The sea-road to Ithaka – Trials and Homecoming
I don’t have a lot to write about books 12 and 13 of the Odyssey other than to remark that it seems most apt as the last of the Legendum meets we shall be having for a time, bar the occasional special flying visit. This is the 100th Blog post and has rounded off the time nicely.
It is also my intention to keep Legendum alive one way or the other, predominantly by electronic means. We can discuss this in detail when we meet next week where I will elaborate on how we might go about effecting this.
I am planning to do some reading aloud, both in Greek and in translation as we make our usual insightful and inspiring observation and discussion. The descriptions of the sea journey and the perils of the sea road to Ithaka strike me as some of the most action packed and evocative passages in a work replete with stirring and inspiring epic language. I stumbled across a poem by C.P. Cavafy (1863-1933) ‘Ithaka’ and it struck me as very appropriate to the mood. I will bring it with me and would like to read that too.
It seems such a long time ago when the first meeting was convened at Kassa in St.Leonards – May 2013. That makes this blog 4 years and 3 months old – an amazing achievement!
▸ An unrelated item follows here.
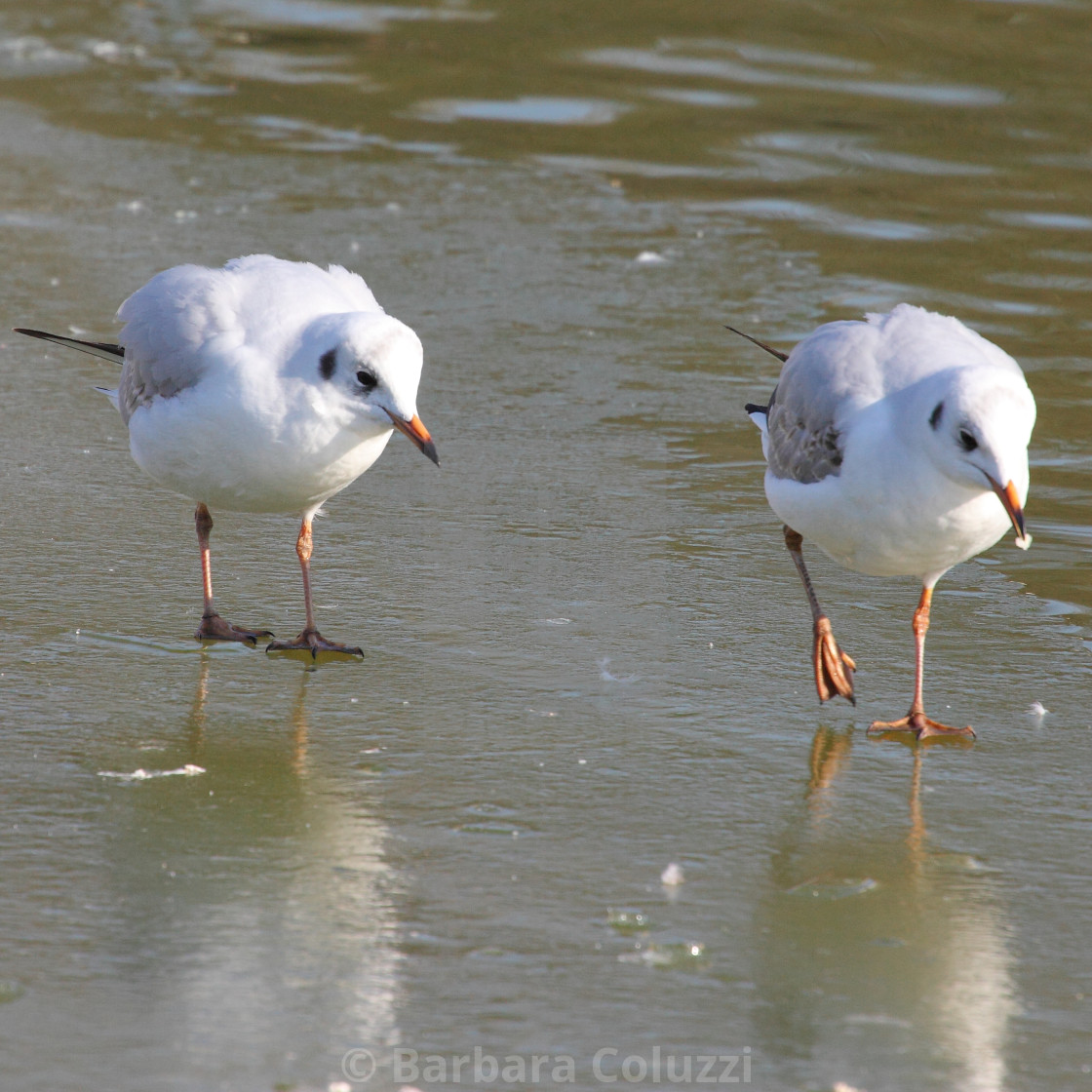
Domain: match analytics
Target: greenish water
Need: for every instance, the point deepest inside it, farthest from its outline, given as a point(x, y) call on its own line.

I have to thank all members (past and present all) for contributing to its foundation and setting up as well as keeping it all running along so well. We have covered quite a lot of the ancient world but we could easily go on forever – so many works to look at. A few gems that I had in mid and which we could look at this winter...Tacitus – Histories/Annals, Aulus Gellius – Attic Nights, Philostratus – the Life of Apollonius of Tyana, Lucan – Civil War, to name but a few. So Legendum must and shall continue one way or another. We shall remain united and steadfast in the pursuit of classical knowledge and enjoyment!
The blog and the reading group have really inspired my studies in Classics and led me down research paths I would never have thought of on my own. I couldn’t have had these enriching and memorable experiences without you all – I thank you from the bottom of my heart for that gift and hope to turn it to good use for further exploration and study of the Classics – a lifelong and enduring passion. One of the most rewarding and stimulating aspects has been the discussions and the often surprising turns that our observations can take – sharing ideas and interpretations by looking at the texts from many different angles and through the lenses of various translators through the ages of these ageless works.
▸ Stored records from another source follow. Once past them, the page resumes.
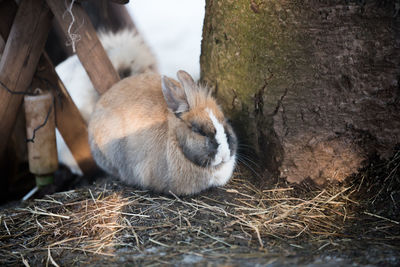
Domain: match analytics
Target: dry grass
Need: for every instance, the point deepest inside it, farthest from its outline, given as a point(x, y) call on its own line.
point(237, 221)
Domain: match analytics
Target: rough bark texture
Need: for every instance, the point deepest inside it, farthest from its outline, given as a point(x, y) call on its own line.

I have been impressed by what is possible using Google hangouts, conference type calls where multiple users can engage in a real time discussion. I think this platform or something similar would probably suit our needs best. It is already being used very successfully by many academic research institutions, The Center for Hellenic Studies (Harvard University)(Professor G. Nagy) being a very fine example of what can be done. There is also a YouTube channel. So the possibilities are very exciting!